Don’t ask me how it got to the southern and western United States, but it did. Maybe by way of Lousiana. But how it got into French, well, now, that’s another thing again. Seems like someone jes plotted to git it in. A friend or cohort, and they got together in some dirty little cabin an said, “Arright, let’s git this word into the language.” Why? Why knows why. It’s there n we use it an it works.
But yup. Some sources say cahoot comes from cohorte. I guess in the same way as vamoose comes from vámanos, you know. It mighta sounded different to start with, but we do what we do. But other sources, including some a the big ones, say nah, it was cahute, which means ‘shack’ or ‘hut’ or, as Littré says, “petite loge, mauvaise hutte.” An the best part a this is that while ca- is a prefix you could (if you was French) stick on somethin to make it worse (not sayin caboom is a bad boom but if it was it would be, an don’t ask me what a boose or a boodle would be), an while some even say it’s from cabane so a cahute is a cabane, is a hutte, is both a cabane and a hutte, it’s not rilly sure that the hute comes from hutte (you know, hut but in French). Seems like the oldest French forms are like cahue, and cahuette, an even quahute (don’t think that’s like a quahog, but at this point who knows). The thing about cahoots is you don’t know everything that gets decided an how. Someone jes got together, ya know, an maybe they didn’t even discuss it, but here we are.
Which is rilly how language works most a the time. We’re all in cahoots. It’s a shady bizness, words, full a quiet an informal agreements. Heck, we wouldn’t even understand each other if we wasn’t in cahoots. Did someone hafta tell you what cahoots meant, or did you jes see it sometime, “They were in cahoots with the bad guys,” an you jes figgered it out? An did someone ever tell you what eye dialect for some western farmer or rancher looked like, or did you jes pick it up? Cuz if you got through all this here word tastin, you’re in cahoots too.
Boy Howdy! – think yer on a beam here.
Speakin’ the lingo is the cause of what gits ritten, not t’other way round.

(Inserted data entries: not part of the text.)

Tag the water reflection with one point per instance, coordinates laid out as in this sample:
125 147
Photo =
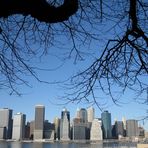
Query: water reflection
65 145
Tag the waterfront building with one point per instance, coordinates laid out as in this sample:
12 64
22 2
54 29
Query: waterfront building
65 125
18 126
78 113
31 130
106 125
119 127
6 123
132 128
96 130
90 114
79 129
49 129
83 115
124 122
39 122
57 128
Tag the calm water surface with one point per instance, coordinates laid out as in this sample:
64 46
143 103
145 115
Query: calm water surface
65 145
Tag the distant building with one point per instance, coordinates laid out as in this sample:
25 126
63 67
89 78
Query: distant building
119 129
49 130
65 125
39 122
19 126
31 134
6 123
106 125
132 128
96 130
141 132
90 114
57 128
83 115
79 129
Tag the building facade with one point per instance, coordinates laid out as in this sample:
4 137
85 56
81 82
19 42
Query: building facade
132 128
65 125
96 130
79 129
39 122
90 114
19 126
106 125
6 123
83 115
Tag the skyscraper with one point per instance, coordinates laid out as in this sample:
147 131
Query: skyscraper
57 128
6 123
79 129
19 126
65 125
83 115
39 122
90 114
132 128
96 130
106 125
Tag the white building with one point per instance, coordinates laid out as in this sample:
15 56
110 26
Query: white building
90 114
6 123
39 122
19 126
64 128
96 131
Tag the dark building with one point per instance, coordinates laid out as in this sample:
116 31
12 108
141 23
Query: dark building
106 125
132 128
6 123
39 122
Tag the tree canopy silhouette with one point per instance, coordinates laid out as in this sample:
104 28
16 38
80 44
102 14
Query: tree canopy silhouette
121 25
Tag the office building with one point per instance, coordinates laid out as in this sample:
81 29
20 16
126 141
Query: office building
65 125
106 125
83 115
90 114
132 128
57 128
6 123
39 122
19 126
79 129
96 130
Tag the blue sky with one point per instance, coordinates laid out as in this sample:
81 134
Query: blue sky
48 95
60 69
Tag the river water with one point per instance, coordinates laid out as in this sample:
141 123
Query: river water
65 145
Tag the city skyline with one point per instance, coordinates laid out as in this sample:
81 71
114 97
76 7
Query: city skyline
69 117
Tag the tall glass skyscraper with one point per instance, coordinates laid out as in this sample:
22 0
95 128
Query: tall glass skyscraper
90 114
19 126
83 115
65 125
106 125
39 122
6 123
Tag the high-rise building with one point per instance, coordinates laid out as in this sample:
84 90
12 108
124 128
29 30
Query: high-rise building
132 128
65 125
57 128
90 114
83 115
96 130
31 130
6 123
118 129
39 122
106 125
19 126
79 129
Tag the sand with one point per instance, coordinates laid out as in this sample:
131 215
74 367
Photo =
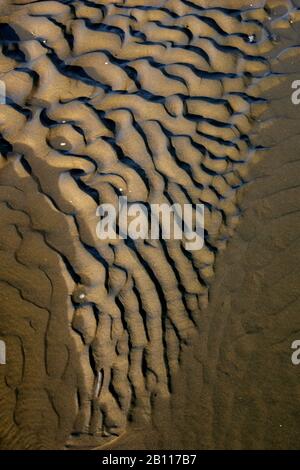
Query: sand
125 344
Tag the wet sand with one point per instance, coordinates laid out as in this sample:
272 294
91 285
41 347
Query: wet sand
125 344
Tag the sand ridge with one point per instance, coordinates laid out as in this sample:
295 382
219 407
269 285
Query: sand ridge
156 102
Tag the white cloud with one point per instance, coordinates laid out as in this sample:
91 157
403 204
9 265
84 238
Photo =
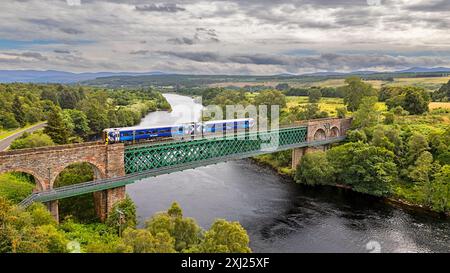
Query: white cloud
129 35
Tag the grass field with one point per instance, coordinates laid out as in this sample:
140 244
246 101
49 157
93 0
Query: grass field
430 83
437 105
4 134
326 104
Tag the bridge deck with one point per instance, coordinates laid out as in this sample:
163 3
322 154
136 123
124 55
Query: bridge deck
180 165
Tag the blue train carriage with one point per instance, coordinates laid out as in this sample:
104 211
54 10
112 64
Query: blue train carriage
186 130
133 134
217 126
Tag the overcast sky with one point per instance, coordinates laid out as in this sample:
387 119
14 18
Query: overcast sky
232 37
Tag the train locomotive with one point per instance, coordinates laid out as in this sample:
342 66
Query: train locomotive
180 131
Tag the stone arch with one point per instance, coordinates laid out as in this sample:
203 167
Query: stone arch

Qu’est-ce que c’est es más macho? Singin’ “Readin’ and ‘Ritin’ and ‘Rithmetic, Taught to the tune of the hickory stick.” or jis readin’ about the 3 R’s in a schoolbook?
Diacritics are a poor substitute for hearing all the subtleties of actual meaning inherent in voices. I always get much more from hearing an utterance than I do from reading its translation into symbols (like reading the score of Beethoven’s 5th).